11. The system according to claim 10, characterized in that, The system also includes: The initialization module is used to initialize the current personality configuration profile of the large character model and the basic personality data of the basic language generation model; The scene recognition module is used to identify the dialogue context during the interaction of the large character model and determine the posterior probability distribution of multiple scenes. The personality management module is used to determine the scene personality matching degree when the maximum value of the posterior probability distribution in all scenarios is greater than the first posterior probability distribution, and the scenario corresponding to the maximum value is inconsistent with the current scenario corresponding to the character big model. It performs scene personality matching processing based on the scene posterior probability distribution and the evolvable personality vector in the current personality configuration file.
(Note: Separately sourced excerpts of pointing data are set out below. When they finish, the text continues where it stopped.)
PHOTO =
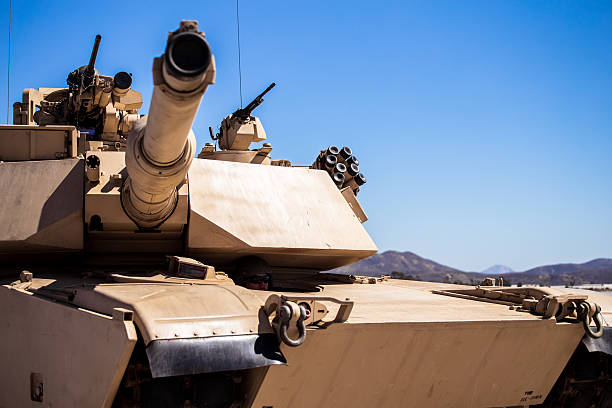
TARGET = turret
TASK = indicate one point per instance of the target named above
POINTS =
(161, 145)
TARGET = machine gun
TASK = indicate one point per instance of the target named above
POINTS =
(82, 78)
(240, 129)
(103, 107)
(244, 113)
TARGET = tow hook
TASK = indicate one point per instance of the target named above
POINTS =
(288, 321)
(587, 312)
(288, 311)
(290, 315)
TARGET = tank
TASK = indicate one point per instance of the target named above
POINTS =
(138, 275)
The incremental parameter fusion module is used to determine the inference incremental parameters based on the scene personality matching degree and the scene posterior probability distribution, and to fuse and update the scene sub-personality incremental module corresponding to the basic language generation model based on the inference incremental parameters.
12. An electronic device comprising a memory, a processor, and a computer program stored in the memory and executable on the processor, characterized in that, When the processor executes the computer program, it implements the personality adaptive training and dynamic evolution method of the large character model according to any one of claims 1-9.
13. A computer-readable storage medium storing a computer program, characterized in that, When the computer program is executed by the processor, it implements the personality adaptive training and dynamic evolution method of the large character model according to any one of claims 1-9.